Bak ne diyeceğim...Tahir ile Zühre'nin hikayesini bilir misin? Hani pek çok ulusun folkloründe görüldüğü gibi, Türk folkloründe de yer alan bir aşk öyküsüdür. Karagöz ve Hacivat oyunlarında da yer almış kavuşamayan aşıkların öyküsüdür... Peki değerli şairimiz Nazım Hikmet, Tahir ile Zühre'nin meselesini nasıl dizelere dökmüştür,bilir misin? Bak şöyledir büyük ustaya göre Tahir ile Zühre Meselesi...
Tahir'le Zühre Meselesi
Tahir olmak da ayıp değil
Zühre olmak da
Hatta sevda yüzünden ölmek de ayıp değil.
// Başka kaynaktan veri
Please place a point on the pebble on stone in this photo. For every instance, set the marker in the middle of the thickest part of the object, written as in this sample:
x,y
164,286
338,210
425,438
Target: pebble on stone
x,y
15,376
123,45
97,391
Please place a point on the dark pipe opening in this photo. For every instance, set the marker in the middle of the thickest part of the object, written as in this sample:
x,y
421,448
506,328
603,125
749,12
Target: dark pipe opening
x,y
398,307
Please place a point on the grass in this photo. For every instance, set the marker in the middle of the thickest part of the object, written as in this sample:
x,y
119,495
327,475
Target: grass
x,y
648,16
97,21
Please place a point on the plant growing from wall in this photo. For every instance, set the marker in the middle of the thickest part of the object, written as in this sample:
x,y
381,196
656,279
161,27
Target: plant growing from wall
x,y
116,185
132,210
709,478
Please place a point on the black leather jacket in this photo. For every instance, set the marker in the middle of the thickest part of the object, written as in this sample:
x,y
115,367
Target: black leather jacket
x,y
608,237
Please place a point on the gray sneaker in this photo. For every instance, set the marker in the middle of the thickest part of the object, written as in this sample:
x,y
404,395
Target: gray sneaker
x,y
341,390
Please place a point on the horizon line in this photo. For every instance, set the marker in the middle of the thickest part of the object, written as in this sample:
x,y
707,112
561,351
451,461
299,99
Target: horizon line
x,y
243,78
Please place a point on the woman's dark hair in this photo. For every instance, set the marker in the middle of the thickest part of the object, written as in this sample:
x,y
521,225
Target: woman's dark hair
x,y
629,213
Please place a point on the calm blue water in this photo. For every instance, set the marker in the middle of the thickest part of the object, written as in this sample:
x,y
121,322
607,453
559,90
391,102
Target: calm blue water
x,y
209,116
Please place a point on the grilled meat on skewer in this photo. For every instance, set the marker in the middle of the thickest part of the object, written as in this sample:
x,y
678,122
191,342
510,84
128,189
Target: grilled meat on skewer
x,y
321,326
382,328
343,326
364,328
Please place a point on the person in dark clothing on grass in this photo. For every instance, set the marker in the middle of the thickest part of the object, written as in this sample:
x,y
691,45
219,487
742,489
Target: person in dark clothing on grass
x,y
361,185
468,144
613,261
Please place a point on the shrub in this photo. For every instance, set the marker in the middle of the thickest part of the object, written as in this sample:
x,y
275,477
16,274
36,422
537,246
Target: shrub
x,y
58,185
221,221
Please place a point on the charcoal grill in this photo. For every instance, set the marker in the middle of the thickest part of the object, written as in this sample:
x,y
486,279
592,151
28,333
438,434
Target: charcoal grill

Bütün iş Tahir'le Zühre olabilmekte
yani yürekte.
Mesela bir barikatta dövüşerek
mesela kuzey kutbuna keşfe giderken
mesela denerken damarlarında bir serumu
ölmek ayıp olur mu?
Tahir olmak da ayıp değil Zühre olmak da
hatta sevda yüzünden ölmek de ayıp değil.
Seversin dünyayı doludizgin
ama o bunu farkında değildir.
Ayrılmak istemezsin dünyadan
ama o senden ayrılacak.
Yani sen elmayı seviyorsun diye
elmanın da seni sevmesi şart mı?
Yani Tahir'i Zühre sevmeseydi artık
yahut hiç sevmeseydi
Tahir ne kaybederdi Tahirliginden?
Tahir olmak da ayıp değil Zühre olmak da
hatta sevda yüzünden ölmek de ayıp değil.